Overseas buyers and flight from cities produce 40 per cent rise in values
The price of farmland is increasing at its fastest rate for more than thirty years as wealthy city dwellers and overseas buyers seek a slice of idyllic rural England and jittery investors rush to move their money out of stocks and shares because of the credit crunch.
The average price of farmland rose by 10 per cent in the first quarter of 2008, according to a study of agricultural property sales which will be published later this month. Arable land, in particular, has become so profitable that its average price has soared from £4,000 an acre in January last year to £5,500 an acre today.

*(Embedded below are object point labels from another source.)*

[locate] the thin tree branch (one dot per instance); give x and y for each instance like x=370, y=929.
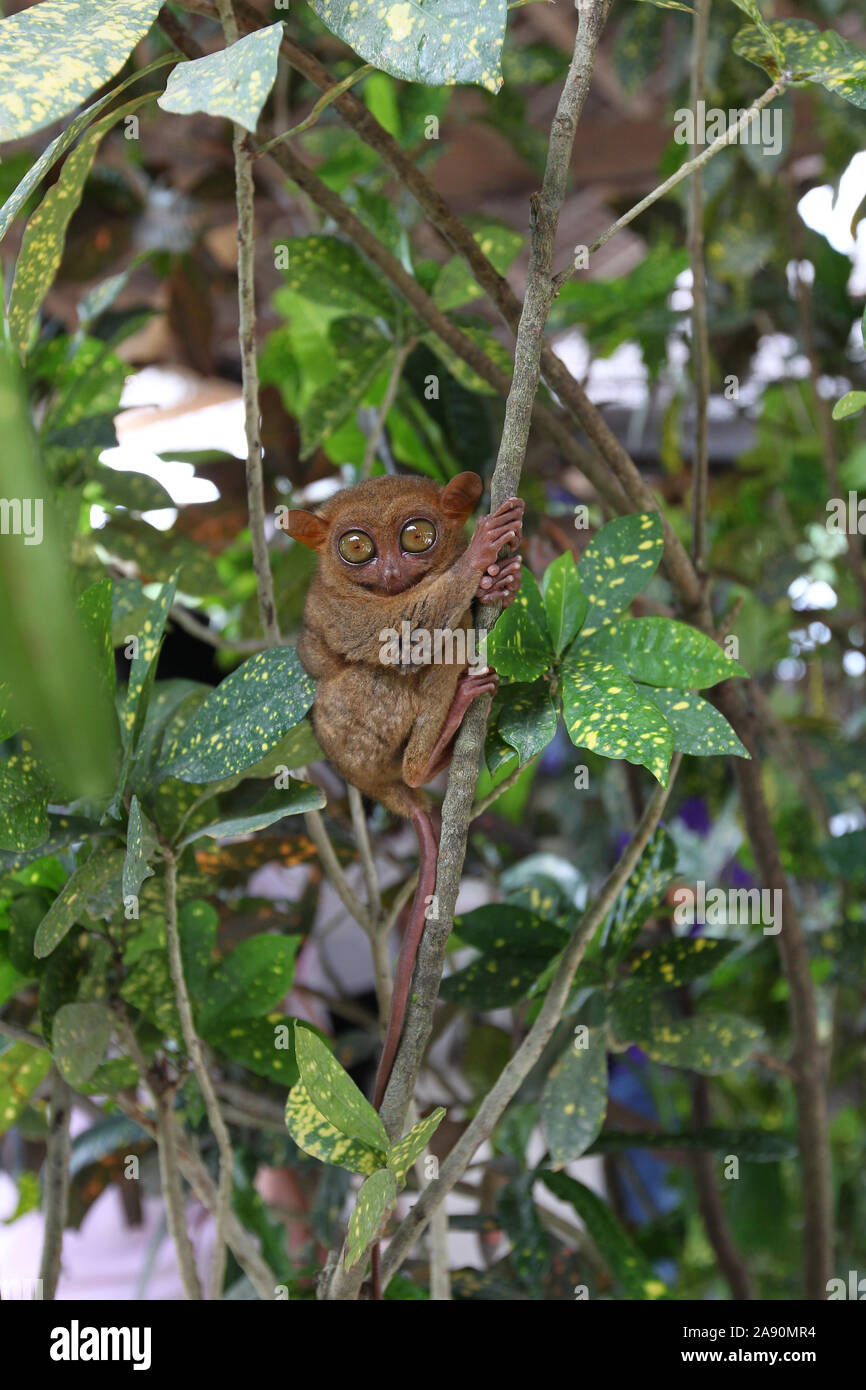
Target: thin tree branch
x=56, y=1186
x=196, y=1057
x=699, y=344
x=246, y=334
x=717, y=145
x=515, y=1073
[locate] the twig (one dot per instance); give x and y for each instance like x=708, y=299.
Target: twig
x=531, y=1048
x=324, y=102
x=206, y=1086
x=459, y=795
x=56, y=1186
x=246, y=334
x=394, y=381
x=720, y=143
x=699, y=346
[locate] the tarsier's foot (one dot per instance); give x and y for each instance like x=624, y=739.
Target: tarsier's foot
x=501, y=583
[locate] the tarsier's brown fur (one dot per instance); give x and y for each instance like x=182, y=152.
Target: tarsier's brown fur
x=389, y=729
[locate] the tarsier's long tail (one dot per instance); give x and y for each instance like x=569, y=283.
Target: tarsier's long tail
x=428, y=854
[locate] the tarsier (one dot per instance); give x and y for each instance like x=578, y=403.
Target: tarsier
x=392, y=552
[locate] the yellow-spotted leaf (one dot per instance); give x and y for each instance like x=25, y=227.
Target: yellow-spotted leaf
x=676, y=962
x=66, y=141
x=334, y=1093
x=565, y=601
x=438, y=42
x=626, y=1262
x=705, y=1043
x=45, y=234
x=809, y=54
x=574, y=1100
x=241, y=720
x=697, y=724
x=234, y=82
x=374, y=1200
x=660, y=651
x=616, y=565
x=406, y=1151
x=527, y=719
x=22, y=1069
x=317, y=1137
x=56, y=53
x=89, y=887
x=519, y=647
x=79, y=1040
x=605, y=713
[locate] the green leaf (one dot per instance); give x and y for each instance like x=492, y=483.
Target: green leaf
x=253, y=1044
x=438, y=43
x=198, y=925
x=79, y=1040
x=64, y=141
x=24, y=790
x=331, y=271
x=527, y=717
x=659, y=651
x=501, y=926
x=751, y=1146
x=296, y=798
x=519, y=647
x=704, y=1043
x=623, y=1258
x=494, y=982
x=234, y=82
x=242, y=719
x=808, y=53
x=22, y=1069
x=317, y=1137
x=698, y=727
x=406, y=1151
x=250, y=980
x=605, y=713
x=56, y=53
x=334, y=1093
x=565, y=601
x=676, y=962
x=616, y=565
x=100, y=875
x=374, y=1200
x=341, y=396
x=45, y=234
x=574, y=1100
x=456, y=285
x=141, y=844
x=142, y=672
x=850, y=405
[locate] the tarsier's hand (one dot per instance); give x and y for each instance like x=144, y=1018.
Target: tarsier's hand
x=492, y=533
x=501, y=583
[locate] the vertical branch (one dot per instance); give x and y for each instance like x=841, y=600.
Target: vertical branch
x=699, y=319
x=458, y=806
x=56, y=1184
x=499, y=1097
x=249, y=366
x=196, y=1057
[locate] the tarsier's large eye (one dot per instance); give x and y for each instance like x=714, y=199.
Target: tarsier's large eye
x=356, y=546
x=417, y=535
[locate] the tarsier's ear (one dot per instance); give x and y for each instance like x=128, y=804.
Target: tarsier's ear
x=307, y=528
x=460, y=495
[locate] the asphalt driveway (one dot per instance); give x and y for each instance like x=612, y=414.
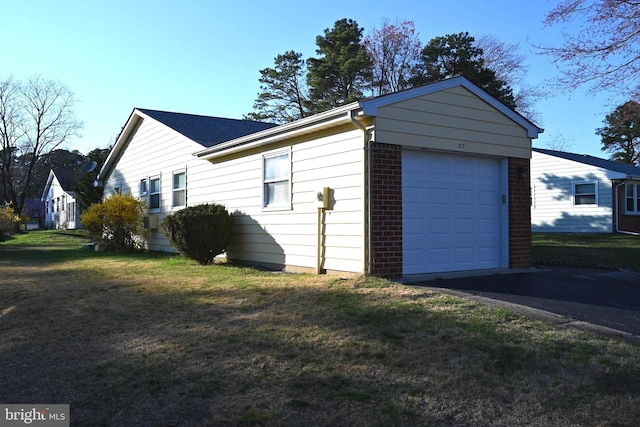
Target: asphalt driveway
x=606, y=301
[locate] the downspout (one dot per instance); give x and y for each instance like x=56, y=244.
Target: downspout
x=617, y=217
x=367, y=192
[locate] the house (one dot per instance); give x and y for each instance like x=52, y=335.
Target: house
x=431, y=179
x=579, y=193
x=61, y=209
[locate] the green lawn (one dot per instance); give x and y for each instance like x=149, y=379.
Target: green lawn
x=148, y=339
x=596, y=248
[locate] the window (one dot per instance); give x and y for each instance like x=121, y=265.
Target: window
x=585, y=193
x=179, y=189
x=154, y=193
x=632, y=198
x=276, y=179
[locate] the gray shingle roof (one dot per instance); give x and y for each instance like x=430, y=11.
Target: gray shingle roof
x=205, y=130
x=593, y=161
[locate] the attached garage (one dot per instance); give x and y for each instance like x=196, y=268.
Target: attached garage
x=450, y=182
x=453, y=209
x=428, y=180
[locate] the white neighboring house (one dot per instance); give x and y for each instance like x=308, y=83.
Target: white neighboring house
x=60, y=206
x=580, y=193
x=431, y=179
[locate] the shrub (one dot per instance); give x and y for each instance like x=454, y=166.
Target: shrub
x=117, y=222
x=8, y=221
x=199, y=232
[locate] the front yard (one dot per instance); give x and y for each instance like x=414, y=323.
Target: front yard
x=151, y=340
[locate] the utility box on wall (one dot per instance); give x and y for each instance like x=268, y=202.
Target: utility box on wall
x=151, y=222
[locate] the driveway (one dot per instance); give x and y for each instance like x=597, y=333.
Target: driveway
x=604, y=301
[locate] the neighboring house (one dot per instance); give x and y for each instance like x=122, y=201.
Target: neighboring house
x=580, y=193
x=60, y=206
x=432, y=179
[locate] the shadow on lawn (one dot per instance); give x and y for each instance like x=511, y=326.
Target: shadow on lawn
x=124, y=354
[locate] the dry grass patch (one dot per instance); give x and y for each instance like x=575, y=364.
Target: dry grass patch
x=152, y=340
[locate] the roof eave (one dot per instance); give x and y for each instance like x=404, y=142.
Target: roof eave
x=310, y=124
x=370, y=107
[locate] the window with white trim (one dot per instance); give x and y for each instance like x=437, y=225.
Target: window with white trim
x=632, y=197
x=154, y=193
x=179, y=189
x=585, y=193
x=276, y=175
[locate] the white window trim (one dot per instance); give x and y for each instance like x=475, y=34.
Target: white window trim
x=267, y=155
x=159, y=193
x=573, y=193
x=173, y=190
x=143, y=193
x=636, y=186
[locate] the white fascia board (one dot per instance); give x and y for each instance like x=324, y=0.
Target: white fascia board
x=47, y=185
x=119, y=145
x=370, y=107
x=278, y=133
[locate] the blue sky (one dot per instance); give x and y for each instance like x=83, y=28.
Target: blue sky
x=203, y=57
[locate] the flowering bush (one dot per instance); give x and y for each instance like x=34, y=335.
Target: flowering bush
x=8, y=221
x=117, y=222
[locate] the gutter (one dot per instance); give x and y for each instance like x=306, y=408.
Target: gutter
x=279, y=133
x=367, y=193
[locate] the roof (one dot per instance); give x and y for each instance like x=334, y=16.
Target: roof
x=66, y=177
x=356, y=111
x=206, y=131
x=370, y=106
x=629, y=170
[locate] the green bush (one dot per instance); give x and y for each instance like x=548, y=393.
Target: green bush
x=199, y=232
x=8, y=221
x=117, y=222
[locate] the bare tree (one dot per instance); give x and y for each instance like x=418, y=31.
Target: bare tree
x=36, y=117
x=601, y=48
x=509, y=65
x=394, y=49
x=559, y=142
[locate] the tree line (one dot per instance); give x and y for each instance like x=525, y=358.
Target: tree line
x=350, y=66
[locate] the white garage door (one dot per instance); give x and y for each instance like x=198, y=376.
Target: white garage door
x=452, y=208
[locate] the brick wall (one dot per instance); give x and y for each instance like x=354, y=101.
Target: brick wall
x=519, y=213
x=386, y=210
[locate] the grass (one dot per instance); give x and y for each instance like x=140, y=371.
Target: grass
x=595, y=248
x=149, y=340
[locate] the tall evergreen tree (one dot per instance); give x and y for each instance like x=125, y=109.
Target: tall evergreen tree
x=621, y=133
x=283, y=94
x=343, y=70
x=394, y=49
x=455, y=55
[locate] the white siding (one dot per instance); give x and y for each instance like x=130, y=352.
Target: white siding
x=289, y=237
x=453, y=120
x=156, y=150
x=552, y=207
x=61, y=208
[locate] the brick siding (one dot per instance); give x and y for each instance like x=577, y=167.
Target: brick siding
x=519, y=213
x=386, y=210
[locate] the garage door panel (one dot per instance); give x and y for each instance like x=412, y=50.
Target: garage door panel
x=455, y=222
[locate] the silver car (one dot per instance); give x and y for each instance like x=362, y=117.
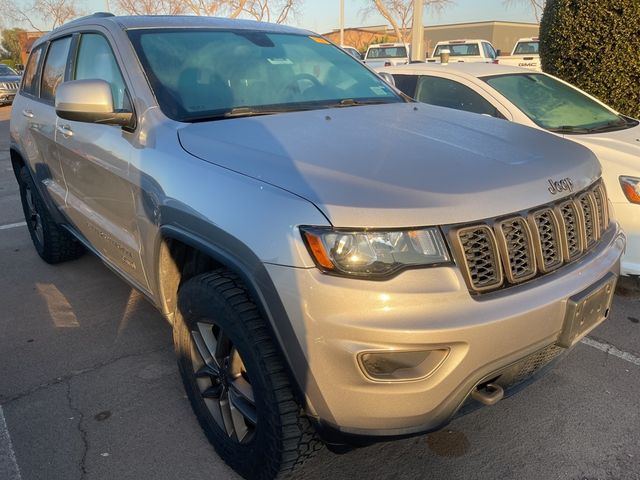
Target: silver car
x=340, y=265
x=9, y=82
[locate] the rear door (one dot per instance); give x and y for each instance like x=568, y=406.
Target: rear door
x=95, y=163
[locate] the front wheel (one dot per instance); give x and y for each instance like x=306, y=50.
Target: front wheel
x=236, y=380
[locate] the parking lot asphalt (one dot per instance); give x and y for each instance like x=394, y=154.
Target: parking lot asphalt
x=89, y=389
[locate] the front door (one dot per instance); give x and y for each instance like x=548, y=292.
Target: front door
x=95, y=163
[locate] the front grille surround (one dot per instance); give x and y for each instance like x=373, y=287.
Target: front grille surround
x=525, y=245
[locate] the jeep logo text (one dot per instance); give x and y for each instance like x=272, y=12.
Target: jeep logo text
x=557, y=186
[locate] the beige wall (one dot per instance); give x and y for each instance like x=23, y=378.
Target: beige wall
x=502, y=35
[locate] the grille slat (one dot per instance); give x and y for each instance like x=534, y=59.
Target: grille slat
x=515, y=242
x=547, y=242
x=517, y=249
x=481, y=257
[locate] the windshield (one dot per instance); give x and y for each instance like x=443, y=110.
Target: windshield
x=386, y=52
x=553, y=105
x=527, y=48
x=461, y=50
x=6, y=71
x=208, y=74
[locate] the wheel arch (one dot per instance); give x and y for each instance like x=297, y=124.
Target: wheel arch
x=182, y=254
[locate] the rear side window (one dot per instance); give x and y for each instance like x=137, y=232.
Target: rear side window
x=30, y=81
x=451, y=94
x=97, y=61
x=54, y=68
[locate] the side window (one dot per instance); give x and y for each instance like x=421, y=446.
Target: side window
x=30, y=81
x=54, y=67
x=96, y=61
x=406, y=84
x=451, y=94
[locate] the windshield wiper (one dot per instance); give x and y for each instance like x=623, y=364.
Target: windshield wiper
x=612, y=125
x=239, y=112
x=351, y=102
x=569, y=129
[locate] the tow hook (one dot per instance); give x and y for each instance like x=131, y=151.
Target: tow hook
x=488, y=394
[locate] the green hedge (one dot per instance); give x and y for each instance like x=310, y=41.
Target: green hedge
x=595, y=45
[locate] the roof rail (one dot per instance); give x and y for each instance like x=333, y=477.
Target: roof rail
x=93, y=15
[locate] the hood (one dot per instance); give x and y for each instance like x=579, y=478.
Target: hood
x=396, y=165
x=619, y=150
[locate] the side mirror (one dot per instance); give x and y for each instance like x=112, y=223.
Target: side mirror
x=89, y=101
x=387, y=77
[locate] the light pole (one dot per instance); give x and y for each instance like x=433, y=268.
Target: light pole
x=341, y=23
x=417, y=32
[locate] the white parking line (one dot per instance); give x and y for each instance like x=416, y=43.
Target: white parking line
x=9, y=469
x=611, y=350
x=13, y=225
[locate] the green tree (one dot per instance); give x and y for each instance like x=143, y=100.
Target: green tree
x=595, y=45
x=11, y=43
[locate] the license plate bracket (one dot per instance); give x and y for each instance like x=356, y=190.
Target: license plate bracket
x=586, y=310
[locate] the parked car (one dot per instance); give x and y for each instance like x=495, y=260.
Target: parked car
x=9, y=82
x=541, y=101
x=387, y=54
x=465, y=51
x=525, y=54
x=353, y=51
x=319, y=286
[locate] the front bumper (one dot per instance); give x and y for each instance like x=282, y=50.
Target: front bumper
x=336, y=318
x=628, y=215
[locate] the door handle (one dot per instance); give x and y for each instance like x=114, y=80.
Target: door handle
x=65, y=130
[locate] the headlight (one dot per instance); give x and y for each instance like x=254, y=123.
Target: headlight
x=374, y=254
x=631, y=188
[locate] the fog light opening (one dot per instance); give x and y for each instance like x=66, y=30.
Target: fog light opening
x=401, y=365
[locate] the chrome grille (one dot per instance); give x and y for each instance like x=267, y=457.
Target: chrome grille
x=548, y=243
x=516, y=249
x=481, y=259
x=514, y=238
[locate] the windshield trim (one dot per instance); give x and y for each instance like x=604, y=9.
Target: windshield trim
x=565, y=129
x=134, y=36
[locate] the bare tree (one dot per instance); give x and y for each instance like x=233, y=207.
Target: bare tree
x=40, y=13
x=151, y=7
x=272, y=10
x=221, y=8
x=399, y=13
x=537, y=6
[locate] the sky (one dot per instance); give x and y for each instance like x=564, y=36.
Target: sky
x=323, y=15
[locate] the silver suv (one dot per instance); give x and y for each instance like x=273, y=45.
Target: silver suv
x=9, y=81
x=338, y=262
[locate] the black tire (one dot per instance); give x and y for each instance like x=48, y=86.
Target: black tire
x=282, y=437
x=53, y=243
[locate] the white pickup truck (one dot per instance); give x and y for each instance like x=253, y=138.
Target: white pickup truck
x=387, y=54
x=525, y=54
x=479, y=51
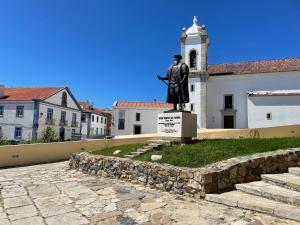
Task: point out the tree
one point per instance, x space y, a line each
48 135
3 140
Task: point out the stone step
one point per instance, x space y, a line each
142 150
294 171
154 145
136 153
147 147
129 156
256 203
270 191
159 141
285 180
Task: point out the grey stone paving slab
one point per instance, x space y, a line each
16 201
30 221
62 196
4 222
21 212
13 192
67 219
54 205
43 190
3 215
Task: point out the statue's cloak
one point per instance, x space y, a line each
181 70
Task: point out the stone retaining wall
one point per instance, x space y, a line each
213 178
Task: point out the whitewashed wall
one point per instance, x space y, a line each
9 120
56 99
239 85
84 126
194 98
148 120
57 115
284 110
99 125
193 43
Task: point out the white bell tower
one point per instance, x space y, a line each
194 45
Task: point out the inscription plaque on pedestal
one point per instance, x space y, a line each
177 125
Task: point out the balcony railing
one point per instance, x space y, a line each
74 124
63 123
50 121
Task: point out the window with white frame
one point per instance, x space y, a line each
192 107
192 87
1 111
20 111
121 124
49 114
228 101
64 98
137 117
18 132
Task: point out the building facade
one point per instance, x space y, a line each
239 95
26 112
94 122
136 117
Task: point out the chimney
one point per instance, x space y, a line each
2 88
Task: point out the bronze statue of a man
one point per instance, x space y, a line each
177 77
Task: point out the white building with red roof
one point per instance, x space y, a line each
136 117
26 112
94 122
253 94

“So far this year; we have seen some of the trends we saw last year but at an even more accelerated pace,” said Andrew Shirley, head of rural land research at the Knight Frank estate agency, which conducted the study. “We have seen farms in Kent and Dorset sell for more than £6,000 an acre and another batch in the North-West go for £5,000. This time last year the same farms might have fetched £3,500 per acre – that is nearly a 75 per cent increase in some areas.”
According to the royal institute of chartered surveyors, the value of farmland rose by 28 per cent during the second half of 2007. The last time agriculture property prices increased at such a rate was when annual increases of 40 per cent were common. Knight Frank believes price will continue to rise by between 10 and 20 per cent this year.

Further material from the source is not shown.